Wednesday, July 10, 2013

Bernanke: Fed Policy To Remain ‘Highly Accommodative’
At his press conference on July 19, Fed Chairman Bernanke strongly suggested that QE would be tapered within the next few months and probably terminated by mid-2014 as long as the labor market continued to improve. Late this afternoon, he simplified the message in response to a question after a speech in Cambridge, Mass. He said, “Highly accommodative monetary policy for the foreseeable future is what’s needed in the US economy.” Actually, he answered numerous questions from the audience. The transcript of the Q&A shows that this statement appeared in the context of the following response to a question on whether the Fed is turning hawkish:
The [Fed’s] dual mandate is to pursue maximum employment and price stability. Currently, we have an unemployment rate of 7.6%, which I think, if anything, overstates the health of our labor markets given participation rates and many other indicators of underemployment and long-term unemployment. So we’re not there, obviously, on the maximum employment part of the mandate. On price stability, inflation is now about 1%, which is below our 2% objective. So both sides of our mandate--both the employment side and the inflation side, are saying that we need to be more accommodating. Moreover, the other portion of macroeconomic policy--fiscal policy is now actually quite restrictive. The CBO estimates that current federal fiscal policy is subtracting 1 1/2 percentage points or so of growth from the U.S. economy this year. So you put that all together, and I think you can only conclude that highly accommodative monetary policy for the foreseeable future is what’s needed in the U.S. economy.
Mr. Bernanke didn’t talk much about QE. Instead, he focused on NZIRP, saying that the federal funds rate would stay near zero:
And in particular, we said that we will not raise interest rates until--at least until unemployment hits 6.5%, as long as inflation is well-behaved--again, I think as I’ve said before, that that 6.5% is a threshold, not a trigger.

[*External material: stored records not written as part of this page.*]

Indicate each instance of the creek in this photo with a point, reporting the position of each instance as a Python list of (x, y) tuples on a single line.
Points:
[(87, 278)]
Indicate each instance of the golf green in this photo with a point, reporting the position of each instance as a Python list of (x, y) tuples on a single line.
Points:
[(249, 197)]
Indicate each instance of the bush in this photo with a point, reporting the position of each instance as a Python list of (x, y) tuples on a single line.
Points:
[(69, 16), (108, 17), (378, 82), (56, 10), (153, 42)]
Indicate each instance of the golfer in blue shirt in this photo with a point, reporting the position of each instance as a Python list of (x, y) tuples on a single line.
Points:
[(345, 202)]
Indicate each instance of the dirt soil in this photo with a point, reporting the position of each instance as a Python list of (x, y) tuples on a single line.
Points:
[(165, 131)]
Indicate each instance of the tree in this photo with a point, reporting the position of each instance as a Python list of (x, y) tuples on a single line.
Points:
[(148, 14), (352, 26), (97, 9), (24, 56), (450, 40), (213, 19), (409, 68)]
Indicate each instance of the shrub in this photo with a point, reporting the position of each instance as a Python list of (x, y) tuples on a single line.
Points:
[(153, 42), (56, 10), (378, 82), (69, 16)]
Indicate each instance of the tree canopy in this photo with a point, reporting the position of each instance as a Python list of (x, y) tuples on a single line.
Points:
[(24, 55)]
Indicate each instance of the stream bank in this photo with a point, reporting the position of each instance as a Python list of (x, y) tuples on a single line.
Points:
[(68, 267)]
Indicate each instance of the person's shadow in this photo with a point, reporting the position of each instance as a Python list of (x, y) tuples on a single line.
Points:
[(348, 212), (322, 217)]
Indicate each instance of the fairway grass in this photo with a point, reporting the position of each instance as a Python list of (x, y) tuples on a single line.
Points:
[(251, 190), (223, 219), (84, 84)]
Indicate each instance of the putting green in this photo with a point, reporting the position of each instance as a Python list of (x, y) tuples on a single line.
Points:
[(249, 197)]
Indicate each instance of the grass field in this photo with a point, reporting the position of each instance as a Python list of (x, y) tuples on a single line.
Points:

There will not be an automatic increase in interest rates when unemployment hits 6.5%. Instead, that will be a time to think about the situation anew. And given, as I said, the weakness of the labor market, the fact that the unemployment rate probably understates the weakness of the labor market, given where inflation is, I would suspect that it may be well sometime after we hit 6.5% before rates reach any significant level.
He concluded this response by implying that even if QE is tapered, overall monetary policy will remain very easy because the federal funds rate will remain near zero for a long while:
So again, the overall message is accommodation. There is some prospective gradual and possible change in the mix of instruments. But that shouldn’t be confused with the overall thrust of policy, which is highly accommodative.